Brian - reeeaaalll good.

Since I've got my Traeger, these are the first times that I've BBQ'd by temps. Amazing what you learn here.
 

Captain Morgan

Chef Extraordinaire
Joined
Jan 18, 2005
Messages
14,162
Location
Myrtle Beach
Hey Rat, I meant the internal of the meat....how much did it rise when you pulled it off.....I've heard 5 to 15 degrees, and that makes a difference to a medium rare/rare man like me. Course I always forget to measure the temp increase while the meat rests...Just wondering if you did.
 

Ratman

Cook
Joined
Jan 29, 2005
Messages
94
Location
Illinois
Sorry, that's why I'm still a que rube :oops: No I didn't check after I let it rest. Damn, I just learned something new again.
 

Captain Morgan

Chef Extraordinaire
Joined
Jan 18, 2005
Messages
14,162
Location
Myrtle Beach
yeah I'm the same way....did some beef last week (sirloin tip roast I think) and although the temps when I pulled it said med rare, there was a lot of "medium" meat in there....not too bad, but a little more well done than I was hoping. I think with thicker roasts, the meat holds temps longer and increases the final high temps. But I'm no expert.
 

ROB O

Senior Cook
Joined
Jan 4, 2005
Messages
298
Location
Mobile
Captain Morgan said:
[quote="ROB O":2klowzv0]Marinated some london broil (top round) in a marsala marinade:

3/4 C marsala wine
1/4 C soy sauce
2 (at least) cloves minced garlic
1/3 C vegetable oil
ground pepper.

Grilled 'em on the gasser to medium rare and threw some oak chips in the smoker box.

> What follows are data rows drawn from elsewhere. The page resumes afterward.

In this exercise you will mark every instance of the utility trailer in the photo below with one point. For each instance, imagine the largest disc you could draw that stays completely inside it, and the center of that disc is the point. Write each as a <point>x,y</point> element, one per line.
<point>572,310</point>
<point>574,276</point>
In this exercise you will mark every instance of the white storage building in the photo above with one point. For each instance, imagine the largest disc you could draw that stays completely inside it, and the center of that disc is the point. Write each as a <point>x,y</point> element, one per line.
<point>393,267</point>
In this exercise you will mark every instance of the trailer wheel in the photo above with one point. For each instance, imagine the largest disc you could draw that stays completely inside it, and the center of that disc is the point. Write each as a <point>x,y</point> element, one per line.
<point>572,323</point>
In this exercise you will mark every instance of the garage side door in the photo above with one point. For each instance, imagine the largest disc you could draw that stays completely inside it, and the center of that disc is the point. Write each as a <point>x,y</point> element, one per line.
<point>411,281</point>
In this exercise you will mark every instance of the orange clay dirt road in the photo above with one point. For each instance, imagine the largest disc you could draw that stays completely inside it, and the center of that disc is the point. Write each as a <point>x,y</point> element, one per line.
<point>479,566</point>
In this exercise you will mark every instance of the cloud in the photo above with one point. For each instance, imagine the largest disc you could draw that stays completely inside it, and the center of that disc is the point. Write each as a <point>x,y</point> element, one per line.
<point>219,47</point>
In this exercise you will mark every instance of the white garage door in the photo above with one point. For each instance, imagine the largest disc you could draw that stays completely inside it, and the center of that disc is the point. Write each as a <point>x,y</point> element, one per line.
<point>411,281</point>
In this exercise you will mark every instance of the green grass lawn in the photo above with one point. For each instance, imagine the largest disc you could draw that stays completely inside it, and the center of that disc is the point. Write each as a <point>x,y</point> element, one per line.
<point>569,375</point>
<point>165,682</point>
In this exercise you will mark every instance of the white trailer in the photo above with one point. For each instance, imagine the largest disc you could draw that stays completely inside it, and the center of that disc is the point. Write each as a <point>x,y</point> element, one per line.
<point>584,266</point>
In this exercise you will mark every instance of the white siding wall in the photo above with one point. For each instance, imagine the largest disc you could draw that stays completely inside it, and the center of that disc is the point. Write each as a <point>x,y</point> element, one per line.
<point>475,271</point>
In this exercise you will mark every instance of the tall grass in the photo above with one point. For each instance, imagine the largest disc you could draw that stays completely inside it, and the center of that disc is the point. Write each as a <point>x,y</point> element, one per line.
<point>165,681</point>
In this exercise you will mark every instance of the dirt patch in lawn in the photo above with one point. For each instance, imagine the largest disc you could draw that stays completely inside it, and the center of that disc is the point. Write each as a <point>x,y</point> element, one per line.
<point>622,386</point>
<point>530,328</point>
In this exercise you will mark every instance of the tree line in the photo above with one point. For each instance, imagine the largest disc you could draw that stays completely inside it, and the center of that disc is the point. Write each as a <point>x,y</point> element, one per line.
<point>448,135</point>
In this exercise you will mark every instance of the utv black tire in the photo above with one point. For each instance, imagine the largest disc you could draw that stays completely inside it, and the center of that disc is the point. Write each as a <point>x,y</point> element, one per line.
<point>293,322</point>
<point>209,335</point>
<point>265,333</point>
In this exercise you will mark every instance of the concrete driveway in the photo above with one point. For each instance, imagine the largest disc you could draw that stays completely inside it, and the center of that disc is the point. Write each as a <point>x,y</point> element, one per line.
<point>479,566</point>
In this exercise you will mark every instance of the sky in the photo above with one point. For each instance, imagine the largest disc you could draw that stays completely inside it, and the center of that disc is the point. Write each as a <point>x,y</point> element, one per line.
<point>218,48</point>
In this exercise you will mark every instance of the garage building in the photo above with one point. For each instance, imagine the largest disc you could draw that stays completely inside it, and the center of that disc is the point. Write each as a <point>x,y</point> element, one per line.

Also grilled a few sweet potatoes. (Not yams. Real sweet potatoes).

For my kids I sliced one of the steaks thin the long way before cooking and threaded 6 slices on skewers. Then gilled them fast over direct heat. My littlest calls them Daddy's meatsicles.

Gotta good marsala chicken recipe? I love that stuff, but haven't perfected it at home yet. Carrabba's (owned by Outback) has a great marsala pork chop.[/quote:2klowzv0]

Hey there captn. I've made it and it's come out ok. Nothing to write home about but I'll go look up my recipe maybe it'll give you some ideas.